Se calcula que más de 20 mil personas perdían la vida anualmente para medio satisfacer al cruelísimo dios de la guerra.

Huitzilopochtli -el demonio caníbal de Tenochtitlán- era tan insaciable que los humildes habitantes de sus dominios vivían en un continuo sobresalto, temiendo que de un momento a otro cayera sobre ellos el filoso pedernal de los sacrificadores.

Esa deidad que tan espantado y embrutecido tenía no solamente al pueblo azteca sino a los pueblos de los alrededores era de un aspecto tan horroroso que cuando los españoles lo vieron por vez primera le dieron el significativo nombre de Huichilobos.

El atribulado pueblo azteca gemía día y noche bajo tan infernal tiranía y no hallaba manera de liberarse de su tétrico destino.

Y, como antes dijimos, no solamente los aztecas sino también los pueblos de los alrededores -especialmente los tlaxcaltecas- que a ellos estaban sometidos.

Un mosaico de pueblos distintos y enfrentados entre sí, en los cuales si existía algo que los unía era el ocio común en contra de la tiranía azteca.

Así pues, resulta falso y carente de base histórica, afirmar que aquí existía un pueblo unido cuyo progreso lo frustraron los conquistadores españoles.

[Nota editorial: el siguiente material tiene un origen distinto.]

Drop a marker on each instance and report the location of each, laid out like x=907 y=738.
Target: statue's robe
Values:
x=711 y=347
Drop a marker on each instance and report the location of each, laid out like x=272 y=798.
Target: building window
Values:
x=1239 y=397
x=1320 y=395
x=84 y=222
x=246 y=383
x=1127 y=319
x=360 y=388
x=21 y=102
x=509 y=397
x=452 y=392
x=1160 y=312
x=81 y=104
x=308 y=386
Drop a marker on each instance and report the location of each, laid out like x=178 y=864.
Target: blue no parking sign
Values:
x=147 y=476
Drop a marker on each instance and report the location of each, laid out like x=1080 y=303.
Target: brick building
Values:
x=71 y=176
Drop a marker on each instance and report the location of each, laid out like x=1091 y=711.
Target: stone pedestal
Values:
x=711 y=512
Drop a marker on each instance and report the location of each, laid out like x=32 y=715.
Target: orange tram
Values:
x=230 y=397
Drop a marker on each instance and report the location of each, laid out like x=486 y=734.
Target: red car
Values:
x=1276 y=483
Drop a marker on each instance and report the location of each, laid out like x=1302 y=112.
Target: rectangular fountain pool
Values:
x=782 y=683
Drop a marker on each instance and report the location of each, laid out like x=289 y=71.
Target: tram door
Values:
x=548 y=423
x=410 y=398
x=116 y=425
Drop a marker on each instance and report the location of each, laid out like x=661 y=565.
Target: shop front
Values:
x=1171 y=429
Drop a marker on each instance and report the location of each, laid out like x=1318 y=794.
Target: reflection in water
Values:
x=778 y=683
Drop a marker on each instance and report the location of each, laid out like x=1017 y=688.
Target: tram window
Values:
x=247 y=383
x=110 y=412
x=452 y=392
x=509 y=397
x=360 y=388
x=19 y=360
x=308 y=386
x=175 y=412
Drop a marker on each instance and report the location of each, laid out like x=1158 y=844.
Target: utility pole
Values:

Rotunda falsedad. Lo que con certeza conocemos, remitiéndonos a las antiguas crónicas era el clima de terror impuesto que hacía que los pueblos sometidos pidiesen a gritos la llegada de un libertador.

Todo esto hizo que Justo Sierra -historiador mexicano declarado enemigo de la Iglesia- se espantase de tanta crueldad y afirmara horrorizado:

“…los sacrificios fueron matanzas de pueblos enteros de cautivos que tiñeron de sangre a la ciudad y a sus pobladores; de todo ello se escapaba un vaho hediondo de sangre. Era preciso que ese delirio religioso terminara; bendita la Cruz o la espada que marcasen el fin de los ritos sangrientos”

Y concluimos este comentario citando el acertado juicio del Padre Bernardo Bergöend, S.J.:

“Pero Dios N.S., en el tiempo fijado por su misericordia, iba a poner fin a tantas atrocidades, con un golpe maestro de su diestra y que había de repercutir en todos los tiempos, como testimonio de amor preferente para con todos los reinos de Anáhuac”

Y es que estaba a punto de iniciarse una de las mayores gestas de la historia universal; pero esa es ya otra historia.